Passwords remain the main means of authentication on the internet. People often forget their passwords and then they have to recover their access to the website services through some kind of mechanism. We try to make that so-called “password recovery” simple and automated, of course. There are several ways to do it, all of them but one are wrong. Let’s see how it is done.
If you did not read Part 1 – Secret questions and Part 2 – Secondary channel, I recommend you do so before reading on.
Part 3 – Example procedure: put it all together
Let’s assume we are putting together a website and we will have passwords stored in a salted hash form and we identify the users with their e-mail address. I will describe what I think a good strategy for password recovery then is and you are welcome to comment and improve upon.
Since we have the users’ e-mail addresses, that is the natural secondary authentication channel. So if a user needs password recovery, we will use their e-mail to authenticate them. Here is how.

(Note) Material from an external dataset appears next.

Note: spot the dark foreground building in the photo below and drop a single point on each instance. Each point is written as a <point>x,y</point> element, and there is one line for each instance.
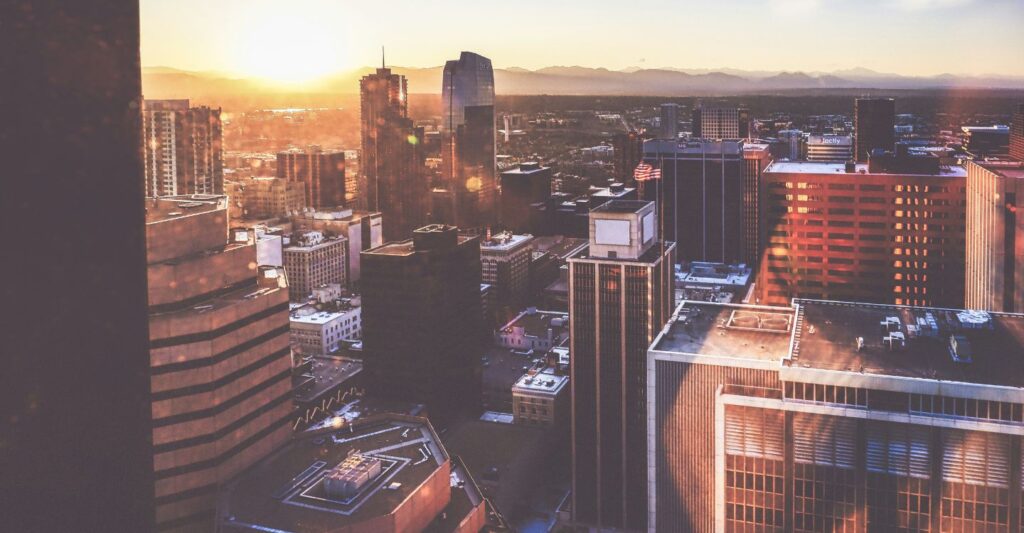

The user will come to a login page and clicks the link for “forgot password” or similar. They have to provide then an e-mail address. The form for e-mail address submission has to have means of countering automated exhaustive searches to both lower the load onto the server in case of an attack and provide some small level of discouragement against such attacks. There are two ways that come to mind: using a CAPTCHA and slowing down the form submission with a random large (an order of seconds) delay. Let’s not go into the holy war on CAPTCHA, you are welcome to use any other means you can think of and, please, suggest them so that others can benefit from your thoughts here. You should also provide an additional hidden field that will be automatically filled in by an automated form scanning robot, so you can detect that too and discard the request. Anyway, the important part is: slow down the potential attacker. The person going through recovery will not mind if it takes a while.
As the next step, we will look up the user e-mail address in the database, create a random token, mail it out and provide the feedback to the user. The feedback should be done in constant time, so that an attacker does not use your recovery mechanism to collect valid e-mail addresses from your website. The process thus should take the same time whether you found the user or not. This is difficult to get right and the best solution is to store the request for off-line processing and return immediately. Another way is to use the user names instead and look up the e-mail address but a user is more likely to know their own e-mail address than remember their user name, so there is a caveat. If you cannot (or would not) do off-line processing of requests, you should at least measure your server and try to get the timing similar with delays. The timing of the server can be measured fairly precisely and this is difficult to get right, especially under fluctuating load but you must give it a try. Still, it’s best if you keep the submitted information and trigger an off-line processing while reporting to user something along the lines of “if your e-mail is correct, you will receive an automated e-mail with instructions within an hour”. The feedback should never say whether the e-mail is correct or not.
Now we generate a long, random, cryptographically strong token. It must be cryptographically strong because the user may actually be an attacker and if he can guess how we generate tokens and can do the same, he will be able to reset passwords for arbitrary users. We generate the token, format it in a way that can be e-mailed (base64 encoding, hex, whatever) and store it in a database together with a timestamp and the origin (e-mail address). The same token is then e-mailed to the e-mail address of the user.
The user receives the token, comes to the website and goes to the form for token verification. Here he has to enter his e-mail address again, of course, the token, and the new password. In principle, some measure against the automated searches is in order here too, to lower the load on the server in case of an attack. The tokens are verified against our database and then the e-mail is checked too. If we see a token, we remove it from the database anyway, then we check if the e-mail matches and we continue only if it does. This way, tokens are single use: once we see a token, it is removed from the database and cannot be used again.
Tokens also expire. We must have a policy at our server that sets the expiration period. Let’s say, that is 24 hours. Before we do any look up in our token database, we perform a query that removes all tokens with a creation timestamp older than 24 hours ago. That way, any token that expires is gone from the database when we start looking.
Well, now, if the token matches and e-mail is correct, we can look up the user in our passwords database and update the password hash to the new value. Then, flush the authentication tokens and session identifiers for the user, forcing logout of all preexisting sessions. Simple.